Abstract Body: Introduction
The arterial wall is formed of three layers—intima, media, and adventitia—from inside to out. However, dissection cleavage planes occur within the media, where we expect no natural tissue plane. Dissections can lead to clinical complications such as aneurysmal dilation, rupture or occlusion in nearly any artery. The mechanisms driving dissection remain poorly understood, and our clinical terminology is even inaccurate, with the cleaved layer referred to as an “intimal flap”. Whether medial layer architecture can promote dissection is unknown, but spatial transcriptomic technologies, which allow cellular-level gene expression mapping in intact tissue, can provide unique cell and molecular level insight into transmural architecture.
Hypothesis
We predict spatial transcriptomic analysis will elucidate cell and molecular organization within the arterial media, providing insight into the pathogenesis of arterial dissection in human vascular specimens.
Methods
Using a non-diseased human tibial vascular specimen collected from the Mid-America Transplant Center in St.

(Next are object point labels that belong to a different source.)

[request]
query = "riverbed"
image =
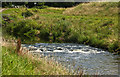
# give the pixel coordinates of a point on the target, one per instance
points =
(78, 57)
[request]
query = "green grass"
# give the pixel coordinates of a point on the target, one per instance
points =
(97, 25)
(13, 64)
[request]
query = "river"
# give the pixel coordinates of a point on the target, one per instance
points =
(77, 56)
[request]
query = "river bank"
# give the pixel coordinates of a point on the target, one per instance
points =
(26, 64)
(59, 26)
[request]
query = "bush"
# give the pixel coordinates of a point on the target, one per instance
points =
(27, 14)
(114, 47)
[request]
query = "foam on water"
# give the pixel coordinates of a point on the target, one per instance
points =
(91, 60)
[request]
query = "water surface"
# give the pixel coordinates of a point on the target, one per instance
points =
(79, 57)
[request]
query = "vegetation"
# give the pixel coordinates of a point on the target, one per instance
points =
(14, 64)
(96, 26)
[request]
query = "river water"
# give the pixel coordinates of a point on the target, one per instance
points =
(79, 57)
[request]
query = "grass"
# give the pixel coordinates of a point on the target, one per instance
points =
(13, 64)
(94, 24)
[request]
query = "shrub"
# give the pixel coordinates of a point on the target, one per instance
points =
(27, 13)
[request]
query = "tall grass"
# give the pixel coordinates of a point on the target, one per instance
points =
(13, 64)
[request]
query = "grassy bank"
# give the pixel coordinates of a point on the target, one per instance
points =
(94, 24)
(13, 64)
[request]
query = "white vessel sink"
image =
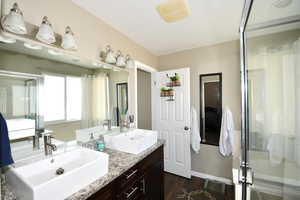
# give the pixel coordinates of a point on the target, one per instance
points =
(134, 141)
(39, 180)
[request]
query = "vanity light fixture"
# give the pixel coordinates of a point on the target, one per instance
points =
(14, 22)
(32, 46)
(7, 40)
(46, 33)
(68, 40)
(54, 52)
(116, 69)
(107, 66)
(129, 62)
(75, 59)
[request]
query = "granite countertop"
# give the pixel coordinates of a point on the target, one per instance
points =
(119, 162)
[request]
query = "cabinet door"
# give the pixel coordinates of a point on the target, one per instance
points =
(154, 183)
(107, 193)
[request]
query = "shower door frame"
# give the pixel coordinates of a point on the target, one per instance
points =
(246, 175)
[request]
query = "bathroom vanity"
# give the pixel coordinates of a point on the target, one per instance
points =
(129, 176)
(144, 180)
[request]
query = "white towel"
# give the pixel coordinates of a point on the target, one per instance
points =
(226, 143)
(276, 149)
(195, 134)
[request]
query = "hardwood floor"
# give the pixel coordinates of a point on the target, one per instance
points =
(177, 187)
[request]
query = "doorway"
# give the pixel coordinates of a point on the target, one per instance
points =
(144, 99)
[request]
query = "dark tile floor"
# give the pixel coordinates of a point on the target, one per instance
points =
(196, 189)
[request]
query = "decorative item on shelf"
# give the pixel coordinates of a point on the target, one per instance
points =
(32, 46)
(110, 57)
(14, 22)
(163, 92)
(46, 33)
(104, 52)
(68, 40)
(107, 55)
(129, 62)
(174, 81)
(121, 60)
(7, 40)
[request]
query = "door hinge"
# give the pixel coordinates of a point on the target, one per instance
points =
(248, 179)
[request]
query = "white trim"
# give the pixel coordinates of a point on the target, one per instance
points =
(142, 66)
(211, 177)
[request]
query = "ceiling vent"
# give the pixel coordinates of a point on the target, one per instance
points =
(174, 10)
(281, 3)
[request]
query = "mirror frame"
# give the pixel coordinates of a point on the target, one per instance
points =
(201, 76)
(117, 90)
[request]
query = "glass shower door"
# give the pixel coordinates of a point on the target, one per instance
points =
(271, 92)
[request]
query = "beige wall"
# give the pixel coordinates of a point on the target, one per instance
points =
(92, 34)
(223, 58)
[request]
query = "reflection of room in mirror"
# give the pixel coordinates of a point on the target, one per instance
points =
(211, 107)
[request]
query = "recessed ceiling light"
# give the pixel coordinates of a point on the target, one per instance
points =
(54, 52)
(7, 40)
(75, 59)
(32, 46)
(174, 10)
(116, 69)
(282, 3)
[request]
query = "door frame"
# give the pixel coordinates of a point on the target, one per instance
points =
(155, 108)
(132, 88)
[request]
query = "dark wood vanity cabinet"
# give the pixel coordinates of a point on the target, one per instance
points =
(144, 181)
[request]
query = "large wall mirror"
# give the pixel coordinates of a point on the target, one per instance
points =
(43, 94)
(122, 100)
(210, 108)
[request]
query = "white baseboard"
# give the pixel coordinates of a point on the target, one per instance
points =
(211, 177)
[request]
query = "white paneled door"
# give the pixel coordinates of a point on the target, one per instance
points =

Louis, MO, we applied the Xenium platform (10X Genomics) with a custom 480 gene panel. After quality control filtering low-quality cells and normalization, we applied k-means clustering to identify cell-type clusters. To render the transmural location, we developed a vessel coordinate system. We calculated the center point of the vessel for the origin, and depth was computed as distance from origin to cell, normalized by distance from origin to vessel boundary. Cell locations were mapped by transmural location.
Results
Using clustering techniques we annotated 10 cell types, including 1 endothelial cell, 1 fibroblast, 1 macrophage, 2 mesenchymal cell (MC), 1 pericyte and 4 vascular smooth muscle cell (VSMC) niches. Excluding endothelial and adventitial cell clusters, we visualized a bilayered appearance to the media (Figure 1). Cell depth was computed and displayed as a ridgeline plot (Figure 2). We also examined expression levels of the 5 most cluster-enriched genes by cell type, which suggest unique layer markers. (Figure 3).
Conclusions
With spatial transcriptomics, we identified two distinct cellular layers of the media with unique gene expression, suggesting a potential natural cleavage plane that may be important for dissection pathology. While this study evaluates non-diseased vascular architecture, we anticipate greater insights by applying this technology to dissected vascular tissues.